Zojuist gelezen op Seawings :

Media Release today from the Civil Aviation Historical Society:

72-year-old mystery of missing Qantas flying boat Circe solved

Tomorrow is the 72nd anniversary of the disappearance of Qantas Empire flying boat Circe on a flight from Java to Broome. Now, after 72 years, the mystery of the vanished airliner has finally been solved.

Circe disappeared on a flight from Tjilatjap, Java, to Broome, Western Australia, on Saturday, 28 February 1942. She was carrying 16 passengers, including a contingent of Dutch diplomats and a US Navy officer, and a crew of four under Captain Bill Purton. Long presumed to have been shot down by Japanese aircraft, no trace was ever found of the aircraft and post-war examination of Japanese records did not reveal her fate. In a long-running dispute over the insurance for the aircraft and her crew, the Australian and US Governments steadfastly maintained that there was no evidence that Circe was lost due to enemy action.
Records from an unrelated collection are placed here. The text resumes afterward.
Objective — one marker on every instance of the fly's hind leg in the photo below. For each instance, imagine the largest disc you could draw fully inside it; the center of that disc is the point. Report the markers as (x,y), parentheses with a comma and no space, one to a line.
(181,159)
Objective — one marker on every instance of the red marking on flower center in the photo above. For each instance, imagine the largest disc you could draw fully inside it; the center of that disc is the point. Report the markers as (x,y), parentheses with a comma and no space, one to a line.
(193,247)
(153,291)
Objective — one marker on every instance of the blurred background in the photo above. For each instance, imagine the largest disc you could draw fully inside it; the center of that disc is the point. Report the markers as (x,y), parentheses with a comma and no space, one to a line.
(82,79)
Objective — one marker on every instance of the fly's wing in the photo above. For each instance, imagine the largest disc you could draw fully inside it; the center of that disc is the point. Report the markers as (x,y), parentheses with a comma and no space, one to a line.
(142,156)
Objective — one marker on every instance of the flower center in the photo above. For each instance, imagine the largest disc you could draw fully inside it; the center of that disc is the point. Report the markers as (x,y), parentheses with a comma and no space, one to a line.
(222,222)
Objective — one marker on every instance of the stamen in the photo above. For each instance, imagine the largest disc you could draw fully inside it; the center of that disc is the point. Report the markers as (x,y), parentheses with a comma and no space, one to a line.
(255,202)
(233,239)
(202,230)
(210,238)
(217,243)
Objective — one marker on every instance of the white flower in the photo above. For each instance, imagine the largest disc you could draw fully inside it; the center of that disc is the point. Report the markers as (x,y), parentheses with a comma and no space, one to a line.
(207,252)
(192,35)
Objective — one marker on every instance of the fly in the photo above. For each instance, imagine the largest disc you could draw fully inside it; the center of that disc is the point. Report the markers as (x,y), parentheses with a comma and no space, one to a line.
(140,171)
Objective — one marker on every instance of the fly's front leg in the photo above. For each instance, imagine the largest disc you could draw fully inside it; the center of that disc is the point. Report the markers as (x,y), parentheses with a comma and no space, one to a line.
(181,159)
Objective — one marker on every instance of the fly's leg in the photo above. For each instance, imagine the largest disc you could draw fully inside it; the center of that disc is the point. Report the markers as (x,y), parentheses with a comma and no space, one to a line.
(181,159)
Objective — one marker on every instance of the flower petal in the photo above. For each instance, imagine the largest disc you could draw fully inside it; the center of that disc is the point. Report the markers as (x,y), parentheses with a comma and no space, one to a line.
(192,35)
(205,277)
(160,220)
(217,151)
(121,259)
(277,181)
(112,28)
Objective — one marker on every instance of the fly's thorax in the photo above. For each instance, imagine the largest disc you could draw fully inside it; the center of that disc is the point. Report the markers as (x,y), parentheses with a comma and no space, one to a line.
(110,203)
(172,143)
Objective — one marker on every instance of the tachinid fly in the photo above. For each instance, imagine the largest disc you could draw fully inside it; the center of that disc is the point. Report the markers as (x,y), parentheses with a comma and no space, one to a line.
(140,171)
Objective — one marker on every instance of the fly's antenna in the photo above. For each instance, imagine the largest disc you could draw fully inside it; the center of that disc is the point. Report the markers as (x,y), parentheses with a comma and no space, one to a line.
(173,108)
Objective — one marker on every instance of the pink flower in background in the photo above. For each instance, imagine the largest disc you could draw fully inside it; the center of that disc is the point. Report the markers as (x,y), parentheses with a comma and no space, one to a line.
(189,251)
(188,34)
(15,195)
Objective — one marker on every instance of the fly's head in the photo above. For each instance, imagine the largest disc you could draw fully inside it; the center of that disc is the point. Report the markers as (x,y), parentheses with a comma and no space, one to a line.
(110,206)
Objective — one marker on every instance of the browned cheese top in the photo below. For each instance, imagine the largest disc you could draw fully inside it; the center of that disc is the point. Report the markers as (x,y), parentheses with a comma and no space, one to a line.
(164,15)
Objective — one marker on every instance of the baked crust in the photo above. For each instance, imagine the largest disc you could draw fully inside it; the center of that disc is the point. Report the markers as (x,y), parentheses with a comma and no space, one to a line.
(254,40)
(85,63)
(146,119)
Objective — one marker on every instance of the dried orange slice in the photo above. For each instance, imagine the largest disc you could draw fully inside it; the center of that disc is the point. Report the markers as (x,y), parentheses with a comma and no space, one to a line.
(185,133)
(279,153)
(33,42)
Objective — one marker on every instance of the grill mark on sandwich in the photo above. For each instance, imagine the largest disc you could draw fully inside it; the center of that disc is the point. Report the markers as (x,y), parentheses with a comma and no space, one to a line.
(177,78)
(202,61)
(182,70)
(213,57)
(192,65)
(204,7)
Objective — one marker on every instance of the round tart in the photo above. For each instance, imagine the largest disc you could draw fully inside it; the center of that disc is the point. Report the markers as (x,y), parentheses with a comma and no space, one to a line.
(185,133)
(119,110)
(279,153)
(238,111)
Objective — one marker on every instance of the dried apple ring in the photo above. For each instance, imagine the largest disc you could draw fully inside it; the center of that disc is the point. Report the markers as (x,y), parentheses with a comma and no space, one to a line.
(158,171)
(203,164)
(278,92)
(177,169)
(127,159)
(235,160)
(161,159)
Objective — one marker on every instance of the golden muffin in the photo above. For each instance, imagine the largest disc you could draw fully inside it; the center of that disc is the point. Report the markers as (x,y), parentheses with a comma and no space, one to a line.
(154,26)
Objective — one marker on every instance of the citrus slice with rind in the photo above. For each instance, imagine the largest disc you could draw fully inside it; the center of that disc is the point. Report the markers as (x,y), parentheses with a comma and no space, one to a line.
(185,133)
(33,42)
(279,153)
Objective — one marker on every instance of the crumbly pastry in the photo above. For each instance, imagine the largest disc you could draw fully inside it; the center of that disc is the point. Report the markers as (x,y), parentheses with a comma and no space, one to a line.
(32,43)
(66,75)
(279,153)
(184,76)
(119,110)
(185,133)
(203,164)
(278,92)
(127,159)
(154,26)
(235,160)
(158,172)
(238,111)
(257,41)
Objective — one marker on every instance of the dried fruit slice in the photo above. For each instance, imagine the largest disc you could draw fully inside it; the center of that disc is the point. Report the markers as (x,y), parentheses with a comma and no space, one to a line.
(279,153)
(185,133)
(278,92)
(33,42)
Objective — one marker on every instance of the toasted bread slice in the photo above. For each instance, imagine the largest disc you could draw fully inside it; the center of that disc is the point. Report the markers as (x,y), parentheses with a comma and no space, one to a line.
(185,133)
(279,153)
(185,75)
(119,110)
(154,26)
Through recent research in Australian and Japanese archives by aviation historians Phil Vabre and Osamu Tagaya it can now be confirmed for the first time that Circe was shot down by a Japanese ‘Betty’ bomber based at Denpasar, Bali. The Betty, flown by Flight Petty Officers Yamamoto and Ashizawa of the Imperial Japanese Navy, was on a maritime patrol when it spotted and engaged Circe some 200 miles (320 km) south of the Java coast.

The loss of Circe came at a critical time in the Second World War, just as Japan’s campaign to seize the Netherlands East Indies (today Indonesia) came to its culmination. Although unarmed civil aircraft, the Qantas flying boats, the ‘Jumbo Jets’ of their day, were at this time being employed on charter to US military forces to fly vital supplies and personnel into Java. When loads permitted, they were used to evacuate mostly civilian personnel from Java on the return flights to Broome.

Circe was the second Qantas flying boat to be shot down by Japanese forces, sister-ship Corio having been shot down off Timor a month earlier.

Phil Vabre is Vice President of the Civil Aviation Historical Society, which operates the Airways Museum at Melbourne’s Essendon Airport. He is currently writing a book about the Qantas Empire flying boats and the Bases that were established to support them on the main air route between Australia and Great Britain.



This is believed to be one of the last photos of Circe before she disappeared. Note that the aircraft is in camouflage with red, white and blue recognition stripes indicating a civil aircraft. The aircraft was owned by the British Overseas Airways Corporation (BOAC), hence the British registration G-AETZ, but was being operated by Qantas on an interchange agreement at the time she was shot down.


(Photo: Qantas Heritage Collection)



Circe as we think she looked when lost.